EAML is an infrequently seen variation of AML with aggressive features similar to those of a malignant tumor. We report our rare experience of metastatic EAML in a patient undergoing HD who was treated with everolimus and review the available literature.

Case presentation

A 53‐year‐old woman complaining primarily of right knee pain was referred to our hospital. She had been examined for convulsive attack in early childhood and diagnosed as having TSC complicated by subependymal nodules and lymphangioleiomyomatosis. She underwent selective TAE for hemorrhage from AML in 2011 and had begun HD. Later, because of bleeding from a residual aneurysm of AML, TAE of both renal arteries was performed. In 2015, the patient experienced right low back pain, and CT revealed two tumors of 2 cm in size behind the right kidney. Resection of these tumors after TAE had been judged as high risk in a previous hospital. Thus, TAE of the residual feeding artery and needle biopsies of the tumors were conducted. The specimen had shown sheet‐like hyperplasia comprised of epithelioid cells. Immunohistochemically, the tumor cells had stained positive for Melan‐A, smooth muscle actin, c‐kit and vimentin, and negative for cytokeratin and HMB‐45. Based on these results, the tumors had been diagnosed as an EAML (Fig. 1). After TAE, the tumor did not show significant changes.
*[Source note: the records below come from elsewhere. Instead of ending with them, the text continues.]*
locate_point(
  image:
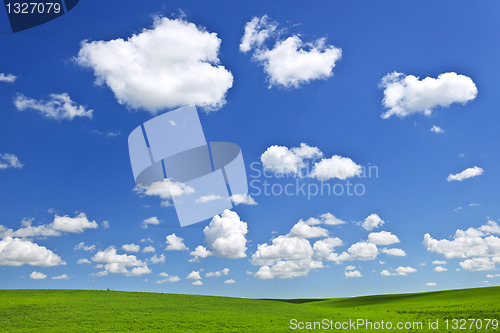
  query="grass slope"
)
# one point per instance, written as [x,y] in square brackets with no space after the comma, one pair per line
[114,311]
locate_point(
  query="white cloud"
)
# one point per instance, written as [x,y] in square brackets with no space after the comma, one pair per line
[83,261]
[440,269]
[59,107]
[406,95]
[200,252]
[383,238]
[37,275]
[173,64]
[281,159]
[82,246]
[17,252]
[175,243]
[470,243]
[393,252]
[478,264]
[148,249]
[208,198]
[222,272]
[119,263]
[302,230]
[437,129]
[257,31]
[165,190]
[290,62]
[153,220]
[371,222]
[335,167]
[157,260]
[352,274]
[131,248]
[403,271]
[9,78]
[194,275]
[9,161]
[466,174]
[225,235]
[245,199]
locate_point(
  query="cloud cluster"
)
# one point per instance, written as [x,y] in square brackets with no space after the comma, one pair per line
[290,62]
[9,161]
[478,246]
[226,235]
[114,263]
[406,95]
[466,174]
[58,106]
[174,63]
[292,161]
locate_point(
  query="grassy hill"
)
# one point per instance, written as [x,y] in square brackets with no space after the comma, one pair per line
[115,311]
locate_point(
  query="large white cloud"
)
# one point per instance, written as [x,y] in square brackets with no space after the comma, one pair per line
[383,238]
[114,263]
[9,161]
[58,106]
[226,235]
[466,174]
[17,252]
[172,64]
[406,95]
[290,62]
[478,245]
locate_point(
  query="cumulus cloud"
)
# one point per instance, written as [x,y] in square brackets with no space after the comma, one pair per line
[8,78]
[352,274]
[37,276]
[173,64]
[290,62]
[9,161]
[406,95]
[17,252]
[403,271]
[200,252]
[478,245]
[222,272]
[194,275]
[58,106]
[226,235]
[131,248]
[281,159]
[371,222]
[165,190]
[393,252]
[437,129]
[153,220]
[383,238]
[114,263]
[302,230]
[466,174]
[175,243]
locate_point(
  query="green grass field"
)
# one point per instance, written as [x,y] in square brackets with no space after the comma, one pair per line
[115,311]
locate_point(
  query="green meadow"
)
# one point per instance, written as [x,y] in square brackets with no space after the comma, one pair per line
[116,311]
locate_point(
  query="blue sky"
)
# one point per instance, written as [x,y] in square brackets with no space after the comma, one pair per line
[82,164]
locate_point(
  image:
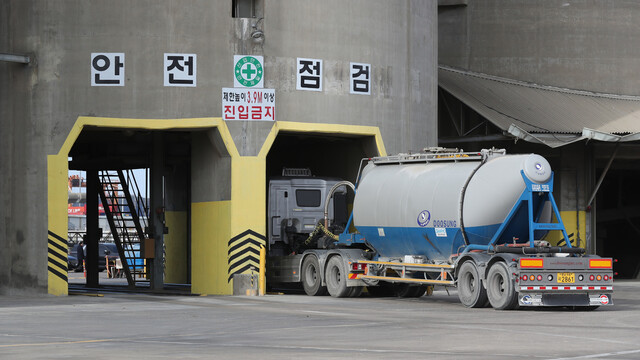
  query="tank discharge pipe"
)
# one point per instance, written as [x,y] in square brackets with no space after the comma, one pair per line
[330,195]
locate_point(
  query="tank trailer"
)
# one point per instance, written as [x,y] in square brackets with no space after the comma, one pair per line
[471,220]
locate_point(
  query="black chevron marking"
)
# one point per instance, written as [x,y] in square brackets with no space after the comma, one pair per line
[57,254]
[240,271]
[247,252]
[58,264]
[57,246]
[244,253]
[56,236]
[58,274]
[243,243]
[248,232]
[243,261]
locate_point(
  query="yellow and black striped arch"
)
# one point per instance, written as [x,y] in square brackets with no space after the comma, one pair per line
[244,252]
[57,256]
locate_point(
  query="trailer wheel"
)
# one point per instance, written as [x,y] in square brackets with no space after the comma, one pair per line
[336,278]
[311,279]
[501,288]
[470,290]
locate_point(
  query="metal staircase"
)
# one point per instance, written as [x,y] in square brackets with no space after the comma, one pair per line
[121,198]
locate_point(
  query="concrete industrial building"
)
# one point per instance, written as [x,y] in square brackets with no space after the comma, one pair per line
[56,115]
[558,76]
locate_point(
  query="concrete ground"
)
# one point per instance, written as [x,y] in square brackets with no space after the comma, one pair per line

The patient then presented with right knee pain in 2017, at which time CT scans and PET‐CT revealed a bone tumor in the distal right femur (Figs 2,3). Needle biopsies of the bone tumor performed for histological confirmation showed epithelioid cells with relatively large nuclei. Immunohistochemically, the tumor cells were positive for Melan‐A and vimentin, weakly positive for c‐kit, and negative for cytokeratin and HMB‐45. As these features resembled those of the retroperitoneal EAML, the bone tumor was diagnosed as a metastasis of the EAML (Fig. 1). She was subsequently referred to our hospital for treatment with the mTOR inhibitor everolimus.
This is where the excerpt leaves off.